Kansas City-born Pat Metheny is the only guitarist from the jazz realm to have achieved rock-star status. He rose to fame in the late ’70s as leader of the Pat Metheny Group by forging a satisfying pop-edged instrumental sound that guided many mainstream listeners to jazz. A teacher at Berklee College of Music while still in his teens, most of Metheny''s work demonstrates harmonic and rhythmic sophistication, yet remains aesthetically appealing—a fact that has led some misguided critics to deride it as overly commercial. In truth, the multiple-Grammy-winning Metheny is an innovative risk-taker who has experimented with altered-tuned 12-strings, guitar synthesizers, world music, and free jazz.


Bright Size Life, 1976

Jaco Pastorius’ expansive fretless bass underpins a fluid guitar tapestry on one of the most evocative recordings from the fusion era. Metheny vibes out on “Sirabhorn” and “Midwestern Nights Dream” by tuning the string pairs of his 12-string guitar in fifths.

Travels, 1983

This rousing 2-CD live set is a great jump-off point for rockers wanting to explore jazz guitar. Jam band acolytes will dig the connection between Metheny’s “The Fields, The Sky” and Phish songs like “Rift” and “Runaway Jim.”

Still Life (Talking), 1987

Metheny achieves accessibility without sacrificing depth. Cognecetti may knock this as “smooth jazz,” but it’s hard not to get hooked on the Brazilian-accented melody of “Minuano (Six Eight)” or the Coral Sitar-driven joyride, “Last Train Home.”


Pat Metheny Group, 1978

The first release from the classic PMG lineup (pianist Lyle Mays, bassist Mark Egan, and drummer Danny Gottlieb) is a must have. Metheny cops a Nashville tuning for the sprightly signature lick of “Phase Dance.”

Song X, 1985

Ornette Coleman's abrasive modernism proves the perfect foil for Metheny’s lyric approach on this harmelodic free-jazz adventure.

The Road to You, 1993

An energetic live recording that emphasizes ensemble playing over improvisation.
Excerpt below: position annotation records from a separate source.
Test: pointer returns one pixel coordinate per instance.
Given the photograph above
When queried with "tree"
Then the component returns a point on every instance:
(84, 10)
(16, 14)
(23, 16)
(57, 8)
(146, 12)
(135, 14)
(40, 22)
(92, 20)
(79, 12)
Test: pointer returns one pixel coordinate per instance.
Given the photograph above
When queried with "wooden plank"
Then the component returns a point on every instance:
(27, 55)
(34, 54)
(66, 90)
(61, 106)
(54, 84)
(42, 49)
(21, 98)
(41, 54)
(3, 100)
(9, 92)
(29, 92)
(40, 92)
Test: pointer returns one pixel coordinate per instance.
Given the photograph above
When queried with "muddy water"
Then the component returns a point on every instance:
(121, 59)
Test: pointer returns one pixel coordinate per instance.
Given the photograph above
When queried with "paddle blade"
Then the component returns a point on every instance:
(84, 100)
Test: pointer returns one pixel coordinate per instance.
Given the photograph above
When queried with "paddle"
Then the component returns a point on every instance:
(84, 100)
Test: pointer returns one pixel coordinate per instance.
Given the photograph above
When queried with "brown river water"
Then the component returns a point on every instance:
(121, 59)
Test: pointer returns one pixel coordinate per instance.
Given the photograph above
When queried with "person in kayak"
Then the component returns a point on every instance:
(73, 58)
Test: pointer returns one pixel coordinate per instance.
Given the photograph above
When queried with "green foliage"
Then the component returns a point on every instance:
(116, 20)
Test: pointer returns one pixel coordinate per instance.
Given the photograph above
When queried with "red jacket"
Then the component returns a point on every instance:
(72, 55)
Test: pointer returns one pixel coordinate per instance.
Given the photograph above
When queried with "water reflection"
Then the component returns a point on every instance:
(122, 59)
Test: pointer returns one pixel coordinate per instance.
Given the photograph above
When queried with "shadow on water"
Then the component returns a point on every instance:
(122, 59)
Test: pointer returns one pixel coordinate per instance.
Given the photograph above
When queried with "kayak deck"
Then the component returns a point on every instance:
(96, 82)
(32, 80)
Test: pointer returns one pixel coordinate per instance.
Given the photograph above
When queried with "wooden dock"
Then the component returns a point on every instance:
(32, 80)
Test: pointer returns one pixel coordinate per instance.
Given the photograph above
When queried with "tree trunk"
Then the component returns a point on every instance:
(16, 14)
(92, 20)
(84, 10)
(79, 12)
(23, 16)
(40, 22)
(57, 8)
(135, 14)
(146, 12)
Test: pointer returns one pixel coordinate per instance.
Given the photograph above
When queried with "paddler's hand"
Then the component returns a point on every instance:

Metheny’s guitar synth sounds a bit ‘twee at times, but the six-piece touring band is tighter than a bowline knot.

Wish, 1993

A playful Metheny moonlights as a sideman with tenor sax phenom Joshua Redman for this groovy hard-bop date.

One Quiet Night, 2003

This solo-acoustic outing proves Metheny, stripped of production, exotic instruments, and high-profile collaborators, is still a tasteful player of rare grace and vision.


Zero Tolerance for Silence, 1994

A bold artistic statement or a calculated kiss-off to fulfill recording contract obligations? Either way, it’s 40 minutes of tiresome unaccompanied electric guitar feedback. Eesh!

The Sign of 4, 1997

Metheny improvs with Derek Bailey on the latter’s self-described “non-idiomatic” music. Even if Knitting Factory-approved atonal abrasion is your bag, this three-CD set is a bit much.